Esperanza's belief in preordained destinies is what brings her to Elenita's house. She wants to know what her future holds, most notably whether she will ever have a house worthy of her dreams. Elenita's response goes over Esperanza's head—she can't figure out what Elenita means when she says Esperanza's home will be in her heart. Esperanza has pinned her hopes to a building that will signal a change in her fortune, but Elenita is cautioning her that no such place exists. True happiness comes from one's soul, not one's surroundings. Esperanza is too young to understand this, as evidenced by her impulse to watch cartoons with the baby instead of having her cards read by Elenita. Still thinking like a child, she focuses on the physical, not the spiritual.

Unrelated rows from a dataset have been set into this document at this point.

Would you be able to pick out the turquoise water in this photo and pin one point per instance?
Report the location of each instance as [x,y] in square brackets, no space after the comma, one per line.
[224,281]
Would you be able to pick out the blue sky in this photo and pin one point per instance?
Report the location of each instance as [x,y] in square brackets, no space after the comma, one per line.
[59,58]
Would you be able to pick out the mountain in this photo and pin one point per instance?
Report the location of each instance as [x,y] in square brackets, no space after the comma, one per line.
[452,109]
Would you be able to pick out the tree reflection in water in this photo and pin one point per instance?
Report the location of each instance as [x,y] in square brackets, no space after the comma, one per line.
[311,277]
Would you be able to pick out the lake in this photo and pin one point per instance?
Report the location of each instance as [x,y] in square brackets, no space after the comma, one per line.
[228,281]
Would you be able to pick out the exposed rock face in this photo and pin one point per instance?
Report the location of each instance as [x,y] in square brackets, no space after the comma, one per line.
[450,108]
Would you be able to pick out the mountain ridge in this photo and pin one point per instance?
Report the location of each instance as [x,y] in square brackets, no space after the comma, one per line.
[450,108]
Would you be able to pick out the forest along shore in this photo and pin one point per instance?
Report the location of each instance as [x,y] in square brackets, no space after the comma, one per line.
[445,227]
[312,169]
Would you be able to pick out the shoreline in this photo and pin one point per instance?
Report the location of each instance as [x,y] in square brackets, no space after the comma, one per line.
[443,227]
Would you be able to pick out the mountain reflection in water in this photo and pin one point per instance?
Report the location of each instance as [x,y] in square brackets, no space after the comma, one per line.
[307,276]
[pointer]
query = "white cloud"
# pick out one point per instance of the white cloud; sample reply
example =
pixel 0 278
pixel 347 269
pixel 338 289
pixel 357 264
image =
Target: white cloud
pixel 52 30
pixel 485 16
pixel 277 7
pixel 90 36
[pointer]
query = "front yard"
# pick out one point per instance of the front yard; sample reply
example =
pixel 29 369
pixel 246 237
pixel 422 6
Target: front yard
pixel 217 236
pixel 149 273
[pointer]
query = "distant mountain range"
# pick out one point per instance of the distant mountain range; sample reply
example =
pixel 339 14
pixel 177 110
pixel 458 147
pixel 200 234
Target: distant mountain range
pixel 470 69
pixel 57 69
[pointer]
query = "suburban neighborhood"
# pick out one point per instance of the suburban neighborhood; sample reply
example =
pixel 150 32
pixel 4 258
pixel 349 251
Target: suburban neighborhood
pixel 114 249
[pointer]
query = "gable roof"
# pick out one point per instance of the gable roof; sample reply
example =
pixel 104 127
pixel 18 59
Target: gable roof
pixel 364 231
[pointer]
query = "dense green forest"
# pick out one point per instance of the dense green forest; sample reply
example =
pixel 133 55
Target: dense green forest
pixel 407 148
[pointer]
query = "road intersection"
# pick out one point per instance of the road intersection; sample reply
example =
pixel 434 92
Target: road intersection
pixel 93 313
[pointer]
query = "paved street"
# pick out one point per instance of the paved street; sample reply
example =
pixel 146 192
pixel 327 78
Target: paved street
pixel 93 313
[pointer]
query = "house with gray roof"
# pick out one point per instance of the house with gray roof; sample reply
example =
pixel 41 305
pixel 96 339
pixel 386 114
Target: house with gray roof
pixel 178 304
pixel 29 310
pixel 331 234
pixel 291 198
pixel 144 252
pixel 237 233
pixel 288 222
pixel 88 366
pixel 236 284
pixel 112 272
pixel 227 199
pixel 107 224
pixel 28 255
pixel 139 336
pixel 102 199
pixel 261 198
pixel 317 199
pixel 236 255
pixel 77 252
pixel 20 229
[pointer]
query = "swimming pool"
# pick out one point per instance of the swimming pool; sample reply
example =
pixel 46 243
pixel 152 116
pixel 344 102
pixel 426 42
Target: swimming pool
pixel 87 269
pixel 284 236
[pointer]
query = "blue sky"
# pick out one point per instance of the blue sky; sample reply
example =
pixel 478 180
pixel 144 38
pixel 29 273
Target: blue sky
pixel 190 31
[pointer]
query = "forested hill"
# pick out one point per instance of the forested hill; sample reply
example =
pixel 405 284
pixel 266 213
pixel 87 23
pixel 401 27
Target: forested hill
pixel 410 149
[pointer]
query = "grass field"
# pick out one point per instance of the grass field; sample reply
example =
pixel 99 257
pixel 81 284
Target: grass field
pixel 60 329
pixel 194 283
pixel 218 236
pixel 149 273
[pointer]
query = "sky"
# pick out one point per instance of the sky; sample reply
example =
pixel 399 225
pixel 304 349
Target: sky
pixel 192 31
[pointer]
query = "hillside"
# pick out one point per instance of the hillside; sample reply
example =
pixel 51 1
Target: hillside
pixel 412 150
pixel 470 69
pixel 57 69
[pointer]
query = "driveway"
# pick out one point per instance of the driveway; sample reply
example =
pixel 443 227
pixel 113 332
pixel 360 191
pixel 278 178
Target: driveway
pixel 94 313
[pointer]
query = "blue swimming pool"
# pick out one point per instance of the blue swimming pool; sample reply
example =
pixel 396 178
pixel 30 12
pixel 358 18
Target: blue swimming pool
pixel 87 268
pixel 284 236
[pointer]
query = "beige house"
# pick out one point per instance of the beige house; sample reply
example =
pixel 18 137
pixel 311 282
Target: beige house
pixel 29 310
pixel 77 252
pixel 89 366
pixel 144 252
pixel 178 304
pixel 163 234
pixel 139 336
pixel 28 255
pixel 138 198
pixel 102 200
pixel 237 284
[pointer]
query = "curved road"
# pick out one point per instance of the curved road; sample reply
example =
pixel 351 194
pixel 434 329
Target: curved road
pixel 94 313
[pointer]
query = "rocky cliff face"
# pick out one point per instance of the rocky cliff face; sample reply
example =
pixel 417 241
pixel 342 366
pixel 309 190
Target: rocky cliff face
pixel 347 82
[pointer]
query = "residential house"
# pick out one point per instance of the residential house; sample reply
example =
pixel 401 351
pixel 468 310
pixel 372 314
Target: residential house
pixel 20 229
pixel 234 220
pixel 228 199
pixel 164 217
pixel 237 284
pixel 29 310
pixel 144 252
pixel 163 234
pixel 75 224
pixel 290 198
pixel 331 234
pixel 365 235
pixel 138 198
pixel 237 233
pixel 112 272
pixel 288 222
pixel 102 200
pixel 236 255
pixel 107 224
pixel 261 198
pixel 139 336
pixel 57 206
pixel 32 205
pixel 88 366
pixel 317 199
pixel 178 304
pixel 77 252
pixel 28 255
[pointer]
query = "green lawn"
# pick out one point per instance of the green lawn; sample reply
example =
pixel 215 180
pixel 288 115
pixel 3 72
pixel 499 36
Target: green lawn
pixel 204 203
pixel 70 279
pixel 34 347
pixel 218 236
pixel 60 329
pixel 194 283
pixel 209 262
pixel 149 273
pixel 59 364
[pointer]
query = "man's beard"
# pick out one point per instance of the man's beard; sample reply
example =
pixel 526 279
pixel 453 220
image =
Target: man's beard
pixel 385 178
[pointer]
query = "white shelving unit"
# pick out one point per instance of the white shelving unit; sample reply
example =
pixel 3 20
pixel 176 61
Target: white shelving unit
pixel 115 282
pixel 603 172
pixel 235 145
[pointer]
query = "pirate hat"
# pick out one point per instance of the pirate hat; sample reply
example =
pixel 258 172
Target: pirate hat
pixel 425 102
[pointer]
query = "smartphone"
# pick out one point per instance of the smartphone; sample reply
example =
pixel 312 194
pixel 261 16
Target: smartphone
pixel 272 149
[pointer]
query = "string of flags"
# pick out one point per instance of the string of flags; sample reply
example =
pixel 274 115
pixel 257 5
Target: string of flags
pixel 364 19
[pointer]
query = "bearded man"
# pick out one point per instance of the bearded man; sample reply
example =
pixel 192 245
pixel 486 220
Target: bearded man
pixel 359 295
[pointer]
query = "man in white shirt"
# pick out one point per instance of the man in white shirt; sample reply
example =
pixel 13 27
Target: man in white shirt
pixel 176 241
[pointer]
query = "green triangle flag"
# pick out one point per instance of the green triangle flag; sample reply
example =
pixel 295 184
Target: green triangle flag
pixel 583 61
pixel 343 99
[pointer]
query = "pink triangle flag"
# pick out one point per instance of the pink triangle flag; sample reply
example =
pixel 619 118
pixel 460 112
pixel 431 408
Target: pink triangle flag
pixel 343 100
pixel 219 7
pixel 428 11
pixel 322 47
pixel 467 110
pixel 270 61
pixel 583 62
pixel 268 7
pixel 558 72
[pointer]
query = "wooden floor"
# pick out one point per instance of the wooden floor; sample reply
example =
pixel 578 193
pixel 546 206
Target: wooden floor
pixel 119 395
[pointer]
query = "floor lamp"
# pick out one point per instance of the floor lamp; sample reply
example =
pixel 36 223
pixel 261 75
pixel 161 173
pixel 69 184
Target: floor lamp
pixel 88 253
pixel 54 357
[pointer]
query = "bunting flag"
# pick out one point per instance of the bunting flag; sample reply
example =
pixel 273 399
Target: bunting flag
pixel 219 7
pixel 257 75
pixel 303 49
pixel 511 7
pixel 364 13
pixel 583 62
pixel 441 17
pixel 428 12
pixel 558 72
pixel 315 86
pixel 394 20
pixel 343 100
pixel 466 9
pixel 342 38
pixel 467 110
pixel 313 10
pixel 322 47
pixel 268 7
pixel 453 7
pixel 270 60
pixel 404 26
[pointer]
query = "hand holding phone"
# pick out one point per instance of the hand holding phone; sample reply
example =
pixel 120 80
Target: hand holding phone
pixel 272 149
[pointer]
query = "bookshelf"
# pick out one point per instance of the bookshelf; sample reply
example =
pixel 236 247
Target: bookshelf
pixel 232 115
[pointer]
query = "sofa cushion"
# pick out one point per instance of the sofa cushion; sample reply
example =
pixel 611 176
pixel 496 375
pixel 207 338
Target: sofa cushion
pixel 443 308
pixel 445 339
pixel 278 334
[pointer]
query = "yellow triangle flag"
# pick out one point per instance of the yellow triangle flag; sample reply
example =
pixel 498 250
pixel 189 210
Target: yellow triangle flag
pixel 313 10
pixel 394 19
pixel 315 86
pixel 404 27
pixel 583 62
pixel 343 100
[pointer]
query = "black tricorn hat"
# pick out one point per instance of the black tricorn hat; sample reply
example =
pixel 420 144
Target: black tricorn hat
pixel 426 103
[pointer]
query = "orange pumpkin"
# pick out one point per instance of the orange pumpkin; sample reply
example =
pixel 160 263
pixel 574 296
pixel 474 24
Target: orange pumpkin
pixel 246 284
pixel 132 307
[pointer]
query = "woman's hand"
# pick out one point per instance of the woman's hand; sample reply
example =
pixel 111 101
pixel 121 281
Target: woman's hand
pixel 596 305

Esperanza may still think like a child at times, but she is beginning to look like an adult, which once again attracts unwanted attention. This time it's an older Asian man, and unlike the bum in Chapter 17, "The Family of Little Feet," he manages to get his lips on her. Esperanza's experience with her new "friend" speaks toward the predatory nature of males in relation to younger females, irrespective of culture or ethnicity. Esperanza's innocence prevents her from suspecting anything untoward in the older man's offer of friendship, and her shock at his actions renders her unable to stop him. Esperanza is learning the ugly truth about the disparities in power between men and women through her firsthand experiences of male entitlement. It appears as if men simply can't control themselves around women. Esperanza doesn't explicitly state what happens after the man kisses her, but the first sentence of Chapter 21, "The First Job," indicates she gave up her job after only one day: "It wasn't as if I didn't want to work," she explains. This can be read as an apology; she did want to work, but she couldn't keep the job after the man kissed her. This interpretation shows Esperanza's guilt about the man's actions, which ties into the theme of sexual awakening and the recurring idea that women need to protect their sexuality from men.